The only way to improve scores other than getting clean inspections is to wait. The time-weight value of inspections and violations in scoring falls after six months and again after 12 months. They drop out of the SMS after two years.
It’s not uncommon for a small carrier or independent to have an unlucky rash of inspections with violations that meet data sufficiency standards. In such a case, two years saddled with a score above the intervention threshold can be a long time indeed. Without clean inspections or any new violations, some carriers even have seen scores go up over time as their number of inspections in the system decreases, placing them in a different safety-event peer group for comparison.
Installing electronic logs, a costly decision that seemingly would please inspectors and improve an independent’s score, in a sense backfired on Blake in the short term but paid off eventually. Because so many inspectors view a driver with eLogs as not worth the time of an inspection, it was unlikely that Blake’s trucks actually would get clean driver inspections to improve his score quickly. With time, however, Blake’s Hours of Service Compliance score disappeared.
The business impact of this and other scoring scenarios is what’s driving the ASECTT case against FMCSA, likewise the ongoing data-quality audit by DOT’s inspector general. The suit primarily seeks relief from agency “encouragement” of broker and shipper communities to use CSA scoring data in business decisions until the data quality issues are shored up and a rulemaking process for a new Safety Fitness Determination is finished. The SFD would allow use of CSA data to rate carrier safety as an absolute value.
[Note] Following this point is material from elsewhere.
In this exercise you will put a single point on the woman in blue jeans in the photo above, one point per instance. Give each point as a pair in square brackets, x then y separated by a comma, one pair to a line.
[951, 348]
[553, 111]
The suit alleges FMCSA has gone beyond its mandate to reduce crashes by providing the systems’ rankings to the public and offering guides on their use in areas like carrier selection.
It “wasn’t until recently that there was any consequence to having a high score” in one of the BASICs, says Tom Dickmeyer, chief executive officer of the Cline Wood insurance agency. Today, as brokers get “a lot more pressure with regard to lawsuits coming back on them for the acts of motor carriers that they’ve used, they’re getting much more diligent about who they go with.” Meanwhile, some shippers “won’t entrust their loads to you … if you have high scores or a couple of alerts,” Dickmeyer says.
Insurance companies also are paying more attention to CSA. Plaintiff’s attorneys have succeeded in using concepts of negligent entrustment and vicarious liability against carriers, brokers and shippers to get larger settlements to suits that involved carriers with CSA BASIC alerts, Dickmeyer says. In general, the less expertise of the insurance company and/or its underwriters in trucking, the “heavier weight CSA is going to get” in the underwriting process due to ease of access to the public system, he says.
While the lawsuit threatens to push CSA in one direction, FMCSA is pushing it the opposite way. A Notice of Proposed Rulemaking to make the CSA SMS the basis for a safe/unsafe-to-use final determination is expected this year. If no changes are made in the data sufficiency standards and other scoring issues, it could become more difficult for many independents and small carriers to win business.